Original Proposal (for context):

I was working on another example and was wondering if there is any planned support for creating or aliasing new types so that I wouldn't have to carry them around e.g.

newtype data_t = {property1: basetype, property2: basetype, etc...}
data_lookup: data_t[address]

...

@constant
def get_property1(_addr: address) -> basetype:
    return data_lookup[_addr].property1
Discussion

All 22 comments

@fubuloubu can you explain us a little more about the use cases?

  1. So I've played around writing 2 viper contracts so far and both times I've had a main map construct that contains address -> record pairs for maintaining a record of data associated with an account (address) for that contract (e.g. number of shares owned, delegates, etc.). I was thinking originally that there is a need to be able to use that datatype as a return from a function or whatnot, but viper doesn't allow returning structs and I think that is by design and my misunderstanding. I was thinking from a more general usage standpoint where you might want to get all of the data from a record by account instead of specifying a getter for each property in that record. Also, not totally clear on this, but can you just read any data present in a contract at any time by externally reviewing the storage in the blockchain? (e.g. not in viper/solidity) Total newb here :hand:

  2. Sort of related, it would also be nice to define your own units. For example, newtype shares_t = num( shares ) and latter use it like holdings: shares_t[address] and def get_shares(_addr: address) -> shares_t:, and I can use that everywhere I'm talking about shares in a stocks example, with the added benefit of the type system checking what I'm doing when combining units (e.g. share_price: num( shares_t / wei ), then later self.holdings[_addr] = msg.value * self.share_price).

I think representing more complicated programs could benefit from being allowed to define more types (within reason), but then again I believe viper isn't going to be a language designed for creating larger programs and you can make due with what currently exists in writing a contract (with comments).

Renamed to "Named Structs".

@jacqueswww should we explore this now?

Proposed syntax:

MyStruct: struct = {
    a: address,
    b: bytes32,
    ...
}

structGlobal: MyStruct

def foo() -> MyStruct:  # as per #1019 
    structLocal: MyStruct = MyStruct(msg.sender, b'', ...)
    return structLocal

def bar(_myStruct: MyStruct):  # as per #1019
    self.structGlobal = _myStruct

Note: This is valid Python AST syntax, so no problems.

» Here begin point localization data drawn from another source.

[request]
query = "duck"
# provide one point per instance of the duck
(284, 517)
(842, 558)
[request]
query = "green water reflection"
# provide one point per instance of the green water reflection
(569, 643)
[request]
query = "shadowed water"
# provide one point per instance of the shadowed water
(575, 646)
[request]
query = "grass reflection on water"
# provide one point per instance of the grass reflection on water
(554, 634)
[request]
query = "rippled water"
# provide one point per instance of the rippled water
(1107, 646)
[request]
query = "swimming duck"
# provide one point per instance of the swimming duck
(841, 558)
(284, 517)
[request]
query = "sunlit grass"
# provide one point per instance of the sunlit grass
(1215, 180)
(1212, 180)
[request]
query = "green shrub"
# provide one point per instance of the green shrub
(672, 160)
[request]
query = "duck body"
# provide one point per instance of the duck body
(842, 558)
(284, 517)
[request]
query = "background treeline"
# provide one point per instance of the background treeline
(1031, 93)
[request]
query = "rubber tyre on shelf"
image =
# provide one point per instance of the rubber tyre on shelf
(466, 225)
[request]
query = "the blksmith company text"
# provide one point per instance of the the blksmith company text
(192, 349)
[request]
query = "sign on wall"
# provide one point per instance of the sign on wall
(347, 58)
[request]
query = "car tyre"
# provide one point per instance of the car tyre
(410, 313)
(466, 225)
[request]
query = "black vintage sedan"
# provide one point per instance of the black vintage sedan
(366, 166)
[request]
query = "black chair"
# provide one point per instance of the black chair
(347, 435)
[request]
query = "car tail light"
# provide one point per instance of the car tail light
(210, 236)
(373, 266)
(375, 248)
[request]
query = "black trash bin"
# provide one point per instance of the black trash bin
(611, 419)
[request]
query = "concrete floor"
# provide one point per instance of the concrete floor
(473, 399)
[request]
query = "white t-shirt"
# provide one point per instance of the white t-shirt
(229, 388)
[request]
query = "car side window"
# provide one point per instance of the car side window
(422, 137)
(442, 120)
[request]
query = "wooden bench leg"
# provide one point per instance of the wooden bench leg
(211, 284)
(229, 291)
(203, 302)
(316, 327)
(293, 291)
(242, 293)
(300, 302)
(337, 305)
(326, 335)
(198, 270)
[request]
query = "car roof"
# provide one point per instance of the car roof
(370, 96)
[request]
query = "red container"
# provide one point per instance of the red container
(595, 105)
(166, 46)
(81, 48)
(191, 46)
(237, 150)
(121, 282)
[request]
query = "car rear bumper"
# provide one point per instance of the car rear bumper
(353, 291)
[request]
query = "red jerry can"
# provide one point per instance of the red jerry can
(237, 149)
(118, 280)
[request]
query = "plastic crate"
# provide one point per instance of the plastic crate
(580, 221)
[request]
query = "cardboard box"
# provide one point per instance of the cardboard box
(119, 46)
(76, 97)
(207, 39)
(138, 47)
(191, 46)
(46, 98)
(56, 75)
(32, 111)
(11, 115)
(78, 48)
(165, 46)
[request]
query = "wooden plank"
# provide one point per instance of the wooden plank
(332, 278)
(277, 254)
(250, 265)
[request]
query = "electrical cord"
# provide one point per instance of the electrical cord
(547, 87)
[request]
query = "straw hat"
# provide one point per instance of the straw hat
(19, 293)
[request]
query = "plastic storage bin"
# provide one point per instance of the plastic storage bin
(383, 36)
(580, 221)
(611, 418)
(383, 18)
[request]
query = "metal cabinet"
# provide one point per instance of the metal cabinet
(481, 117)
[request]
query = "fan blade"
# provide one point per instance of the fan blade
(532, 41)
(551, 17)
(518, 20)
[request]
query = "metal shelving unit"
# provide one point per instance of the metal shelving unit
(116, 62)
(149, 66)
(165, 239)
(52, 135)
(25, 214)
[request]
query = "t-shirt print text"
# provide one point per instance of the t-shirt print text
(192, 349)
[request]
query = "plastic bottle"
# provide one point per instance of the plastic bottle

The StructName: struct = { define struct members here } syntax is intuitive because it is similar to defining a constant. The context switch introduced by the = sign is enough to set it a part from specifying globals.

We could require all struct types be defined in the section above globals to ensure that they are disambiguated.

Alternatively, this may be even clearer:

MyStruct: struct is {
    a: address,
    b: bytes32,
    ...
}

using the is keyword is even clearer as it is not in use for anything else currently.

Forgive me jumping in here without having a deep understanding of Vyper but seeing the proximity in syntax to Python, why not follow the Python syntax for structs?

So that would be:

struct MyStruct:
    x: address
    y: bytes32

Or if there is a specific reason for the curly braces syntax (that would make them essentially syntactical equivalent to structs in Rust):

struct MyStruct {
    x: address,
    y: bytes32,
}

@cburgdorf Vyper uses Python AST to parse programs, so all Vyper has to be valid Python, or as close as possible where we can do some string regexing to get valid parsed Python (e.g. the contract keyword gets replaced with class).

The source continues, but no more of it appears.